---
title: "FallbackChatGenerator"
id: fallbackchatgenerator
slug: "/fallbackchatgenerator"
description: "A ChatGenerator wrapper that tries multiple Chat Generators sequentially until one succeeds."
---

# FallbackChatGenerator

A ChatGenerator wrapper that tries multiple Chat Generators sequentially until one succeeds.

|  |  |
| --- | --- |
| **Most common position in a pipeline** | After a [ChatPromptBuilder](../builders/chatpromptbuilder.mdx) |
| **Mandatory init variables** | "chat_generators": A non-empty list of Chat Generator components to try in order |
| **Mandatory run variables** | "messages": A list of [`ChatMessage`](../../concepts/data-classes/chatmessage.mdx) objects representing the chat |
| **Output variables** | "replies": Generated ChatMessage instances from the first successful generator  <br /> <br />"meta": Execution metadata including successful generator details |
| **API reference** | [Generators](/reference/generators-api) |
| **GitHub link** | https://github.com/deepset-ai/haystack/blob/main/haystack/components/generators/chat/fallback.py |

## Overview

`FallbackChatGenerator` is a wrapper component that tries multiple Chat Generators sequentially until one succeeds. If a Generator fails, the component tries the next one in the list. This handles provider outages, rate limits, and other transient failures.

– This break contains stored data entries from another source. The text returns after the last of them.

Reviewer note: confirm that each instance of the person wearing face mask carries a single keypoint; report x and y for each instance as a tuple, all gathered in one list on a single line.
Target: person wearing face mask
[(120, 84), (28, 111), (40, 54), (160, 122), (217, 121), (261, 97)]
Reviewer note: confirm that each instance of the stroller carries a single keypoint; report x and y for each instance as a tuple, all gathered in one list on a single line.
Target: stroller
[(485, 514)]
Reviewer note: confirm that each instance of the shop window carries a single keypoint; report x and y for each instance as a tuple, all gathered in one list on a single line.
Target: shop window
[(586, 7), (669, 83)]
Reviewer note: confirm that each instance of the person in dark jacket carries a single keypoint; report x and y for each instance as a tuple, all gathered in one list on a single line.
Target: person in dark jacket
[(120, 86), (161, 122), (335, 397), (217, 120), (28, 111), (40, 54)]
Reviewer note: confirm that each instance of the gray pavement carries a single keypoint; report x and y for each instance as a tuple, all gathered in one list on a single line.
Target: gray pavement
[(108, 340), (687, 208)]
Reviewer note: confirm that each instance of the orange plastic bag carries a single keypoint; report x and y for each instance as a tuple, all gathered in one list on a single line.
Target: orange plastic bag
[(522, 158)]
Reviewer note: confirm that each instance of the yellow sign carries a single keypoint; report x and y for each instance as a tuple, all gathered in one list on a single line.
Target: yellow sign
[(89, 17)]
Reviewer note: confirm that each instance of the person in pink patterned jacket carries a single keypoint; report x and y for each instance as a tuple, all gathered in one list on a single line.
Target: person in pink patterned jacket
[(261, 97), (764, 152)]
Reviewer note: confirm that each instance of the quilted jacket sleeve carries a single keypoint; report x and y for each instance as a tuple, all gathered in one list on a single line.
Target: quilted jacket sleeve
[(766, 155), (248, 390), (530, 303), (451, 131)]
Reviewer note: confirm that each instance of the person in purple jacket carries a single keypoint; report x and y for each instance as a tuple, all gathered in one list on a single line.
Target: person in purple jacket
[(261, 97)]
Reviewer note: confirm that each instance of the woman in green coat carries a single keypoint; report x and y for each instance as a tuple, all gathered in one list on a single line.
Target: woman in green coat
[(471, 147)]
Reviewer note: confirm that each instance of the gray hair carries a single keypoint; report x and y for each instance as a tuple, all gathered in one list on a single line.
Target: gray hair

The component forwards all parameters to the underlying Chat Generators and returns the first successful result. When a Generator raises any exception, the component tries the next Generator. This includes timeout errors, rate limit errors (429), authentication errors (401), context length errors (400), server errors (500+), and any other exception.

The component returns execution metadata including which Generator succeeded, how many attempts were made, and which Generators failed. All parameters (`messages`, `generation_kwargs`, `tools`, `streaming_callback`) are forwarded to the underlying Generators.

Timeout enforcement is delegated to the underlying Chat Generators. To control latency, configure your Chat Generators with a `timeout` parameter. Chat Generators like OpenAI, Anthropic, and Cohere support timeout parameters that raise exceptions when exceeded.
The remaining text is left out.